The problem? Violating the Competition Act’s stringent testing requirements for products before advertising how they perform.
Specifically Advertising how a product performs before you’re finished testing – even if your claims are eventually substantiated.
In the case of (Commissioner of Competition) v. Chatr Wireless Inc., 2014 ONSC 1146, the Ontario Superior Court of Justice made it clear that there will be financial consequences for any business that does not conduct “adequate and proper testing,” as required under the Competition Act, before making claims about their products.

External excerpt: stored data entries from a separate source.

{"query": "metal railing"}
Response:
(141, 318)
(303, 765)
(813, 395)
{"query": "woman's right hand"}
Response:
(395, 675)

Chatr Wireless, a service owned by Rogers, claimed in its ads that it had “Fewer dropped calls than new wireless carriers.” This claim turned out to be accurate – but the trouble was that Rogers and Chatr had to prove its claim in each market that the ad aired in, and against each relevant new wireless carrier. But the claims were made in commercials before Rogers had completed the “adequate and proper” testing against all new carriers in every city, as required by the Competition Act. (For further details on the background of this case, see Todd Greenbloom’s article for the December 2013 issue of Blaneys on Business at www.blaney.com/articles/competition-act-rules-comparative-advertising-clarified-recent-court-decision).
The Commissioner of Competition asked the Ontario Superior Court of Justice to charge Rogers a $5-7 million penalty for violating the Deceptive Marketing Practices provisions of the Competition Act. While the Court ultimately agreed that Rogers and Chatr had indeed run afoul of section 74.01 of the Act, the fact “that the false or misleading advertising portion of the application was not established and that subsequent testing substantiated the fewer dropped calls claim” helped Rogers’ cause. The court noted that: “The fewer dropped calls claim may have been harmful to the new wireless carriers but, if that was the case, the harm was not inflicted in a manner which caused harm to consumers because the claim was substantiated. Equally, because the claim was substantiated, any harm inflicted on Wind Mobile and Public Mobile was appropriate.” Roger’s cause was also aided by the conduct of the other wireless carriers who tried to capitalize on the Competition Commissioner’s actions.
On the other hand the fine may have been higher than Rogers would have liked because of its past conduct. TELUS obtained an injunction preventing Rogers’ claim that it had “Canada’s Most Reliable Network” before testing its network against Telus’ HSPA/HSPA + network. The Court concluded that the injunction “is some evidence that Rogers has been willing to make aggressive representations prior to testing when it believes those untested representations are true.”
The Court also did not issue a prohibition order against Rogers. A prohibition order would have had a significant impact on any future breaches by Rogers. The Court rejected the prohibition order in part because of the competitors’ actions and because the publicity from the case itself resulted in reputational harm to Rogers.
The Court levied a $500,000 penalty against Rogers – chump change compared to the $5-7 million asked but certainly something that would shine a spotlight and encourage compliance with the Competition Act.
In addition, it was obviously important for the Court to reinforce the idea that just because a company’s claims about the performance, efficacy or length of life of a product or service may be true, the company is still obliged to comply with the adequate and proper testing requirements of section 74.01 of the Competition Act.
So, even if a business is acting in good faith and is not attempting to be false or misleading in its advertiing, running ads prior to completing product testing will land that business in hot and expensive water, especially if they have a history.